As would become his style, Brown did what he wanted to do. He ended up at Syracuse, where he proudly flaunted his white girlfriend at practice. 

(Lee’s method for recounting this time in Brown’s life is awkward and contrived, having him meet his aging former lacrosse teammates on the Syracuse field to toss the ball around.) 

Easily, the most exciting parts of the movie are the highlights from Brown’s nine seasons with the Cleveland Browns, from 1957-65. When he retired, no player had run for as many yards (12,312) or scored more touchdowns (126) or rushing touchdowns (106), which put him in the Hall of Fame. 

Over and over, he floats across the field for touchdowns — four or five defenders can’t take him down.

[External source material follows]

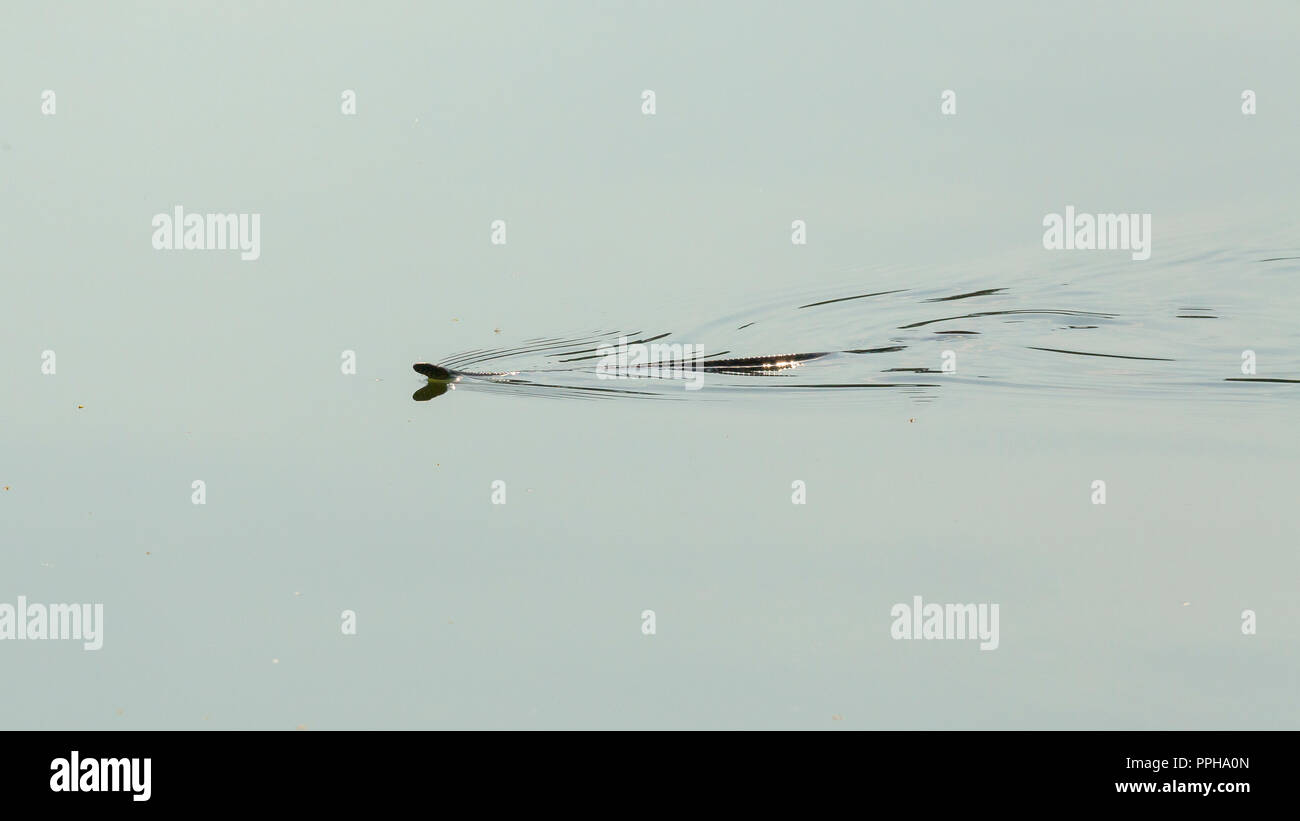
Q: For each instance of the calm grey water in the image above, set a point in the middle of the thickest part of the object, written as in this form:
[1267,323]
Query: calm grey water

Even though he was big for a running back at 6-foot-2, 230 pounds, he made it look effortless. 

In a briskly paced sequence, Brown demonstrates how he used his left arm as a club to fight off would-be tacklers, and describes how he wasn’t shy about showing off for the competition. 

“I might stride a little bit in front of them,” he says with a smile, “let ’em see what they gotta look out for.” 

That attitude drew the attention of a Hollywood agent, who thought he’d be perfect for action films. Brown was a revolutionary presence on the screen — a virile, almost threatening black man, in contrast to the sophisticated characters Sidney Poitier played. And in movies like the 1969 Western ”100 Rifles,” he did something previously unheard of — an interracial love scene (with Raquel Welch). 

Having already helped other blacks start businesses, Brown established the Amer-I-Can Foundation in 1988 to help troubled young people, and he met with gang members after the Los Angeles riots, hoping to foster peace. 

But during these years, he also was arrested repeatedly on suspicion of assaulting women; in 1985, O.J. Simpson lawyer Johnnie Cochran defended him against a rape accusation. 

One of the most infamous incidents involved a girlfriend, Eva Marie Bohn-Chin, whom he may have pushed off a second-floor balcony in 1968 — or she may have jumped, depending on whom you ask. Lee’s he said-she said account offers no concrete answers. 

After gathering raves from Welch and Oliver Stone, Art Modell and Hank Aaron, Lee provides the only remotely negative comments toward the end of the movie, from Brown’s adult children. 

Kevin Brown, a recovering drug addict, says his father never embraced him as a child, and hugged him for the first time only recently. Daughter Kim says her dad never had time to attend her ballet recitals, but she understood because he was so busy. And Jim Brown Jr. describes the pressure of carrying his father’s name — which he says pushed him away from football and toward basketball. 

Perhaps we’re supposed to surmise that he was distant because of his experience with his own parents; he and his father had what he called a “verbal pact,” that his father wouldn’t be part of his life, and his mother kicked him out of the house in high school when he disapproved of her dating. 

Despite the glossy treatment, Lee proves again that he’s a talented storyteller, cramming nearly 50 years of momentous moments into a documentary that, at over two hours, feels neither rushed nor slight. 

“Jim Brown: All-American,” an HBO Sports release, is not rated. Running time: 130 minutes. Three stars (out of four).